Sharing economy

Als Sharing Economy wird ein Konsumverhalten bezeichnet, das nicht auf Besitz von Produkten aufbaut, sondern auf dem Teilen und dem gemeinsamen Nutzen basiert. Ein jugendlicher Modespruch lautet “Sharing is caring”. Damit wird aber eher das Teilen von Inhalten im Internet bezeichnet. Doch hat nicht “Sharing is caring” auf wirklich jede Industrie-Form einen möglichen Einfluss?

Sharing Economy bei Autos

Nehmen wir beispielsweise die Autoindustrie her. Derzeit ist es fast Standard, dass jeder österreichische Haushalt 1-2 Autos besitzt. Eigentlich eine relativ hoch Fixkostenausgabe. In den größeren Städten boomt bereits heute das Car Sharing. Derzeit sind dies konventionelle Anbieter, die ihren Fuhrpark der breiten Öffentlichkeit zur Verfügung stellen. Bekannte Beispiele sind etwa Car2Go oder DriveNow. Mit einer App am Smartphone wird ganz einfach ein Auto in der Nähe ausgewählt und ist dann für eine gewisse Zeit für den registrierten User dieser App reserviert. Bezahlt wird normalerweise pro gefahrenem Kilometer. Doch diese konventionellen Anbieter werden bald flächendeckend Konkurrenz bekommen. Auch private Anbieter werden in Zukunft ihre Autos zur Verfügung stellen können. Pilotprojekt werden gerade getestet. Bei den Taxifahrten hat das Unternehmen Uber bereits eine funktionierende Plattform in vielen Städten installiert.

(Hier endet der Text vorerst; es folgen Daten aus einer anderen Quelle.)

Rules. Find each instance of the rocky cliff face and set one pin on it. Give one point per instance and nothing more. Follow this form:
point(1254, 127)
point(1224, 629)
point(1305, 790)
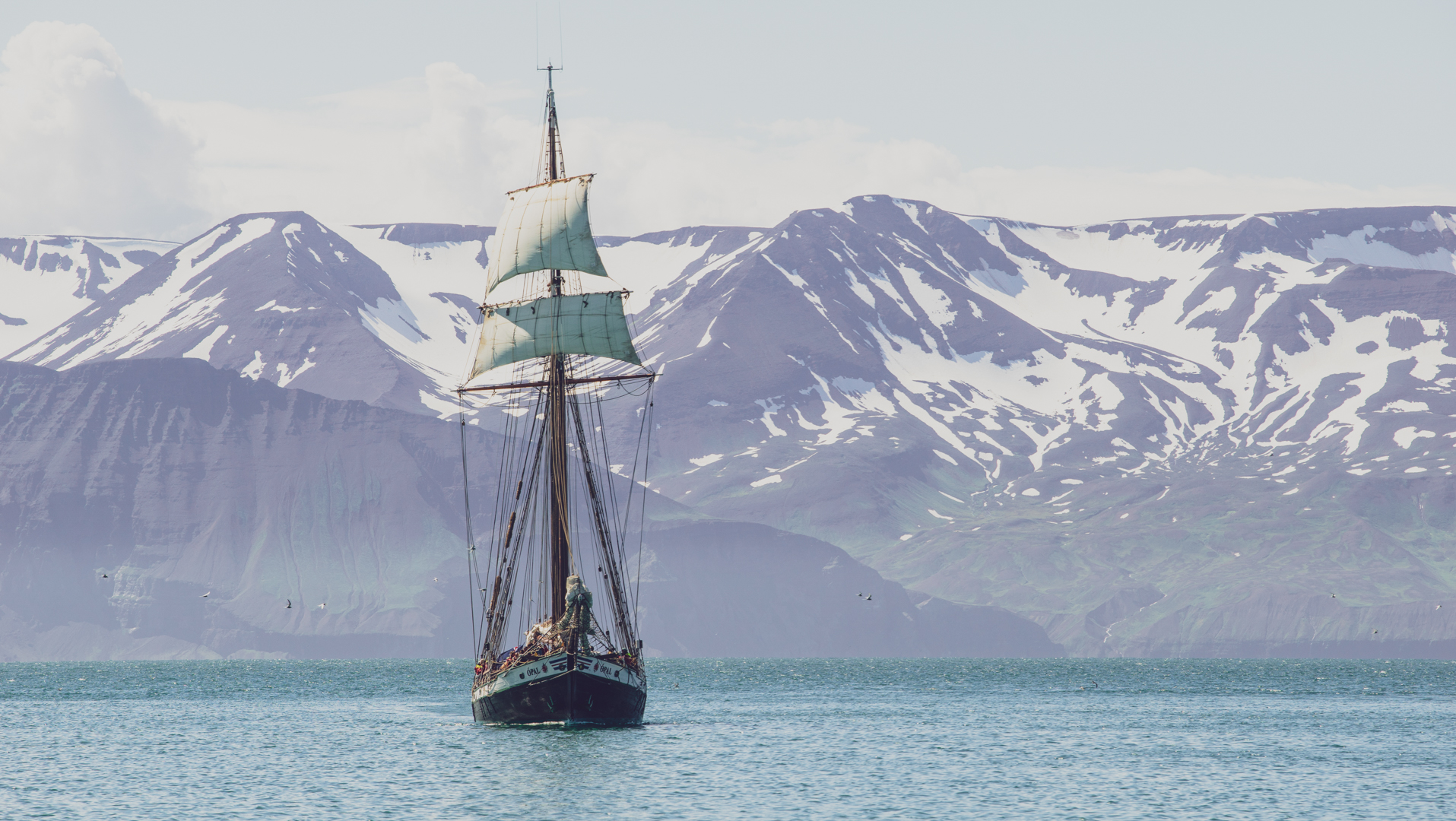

Vermieten von Unterkünften

Voll angekommen ist die Sharing Economy beim kurzzeitigen Vermieten von privaten Wohnungen und anderen Unterkünften. Der wohl bekannteste Anbieter ist Airbnb. Wie so häufig wurde auch diese Plattform im kalifornischen Silicon Valley entwickelt und beeinflusst den Immobilien- und Vermietungsmarkt so stark, dass sogar neue rechtliche Maßstäbe entwickelt werden müssen.

Internet of Things

Das Internet der Dinge wird diesen Trend noch weiter fördern. Denn wenn alle Dinge miteinander vernetzt sind, dann ist es für die Benutzer sehr leicht miteinander in Beziehung zu treten und die Produkte miteinander zu teilen. Wohin dieser Trend führen wird ist zum heutigen Zeitpunkt wieder einmal noch nicht vorauszusehen. Wesentlich wird jedoch die rechtliche Grundlage sein. Denn für verliehene Dinge gibt es im Schadensfall noch kein ausreichendenes Fundament. Und wie vielleicht aus der Praxis bekannt ist, kann es genau dann zu erheblichen Problem führen, wenn die Dinge nicht in ordnungsgemäßen Zustand zurück erhalten werden. Diese Tatsache ist vielleicht auch der größte Stolperstein für die Sharing economy.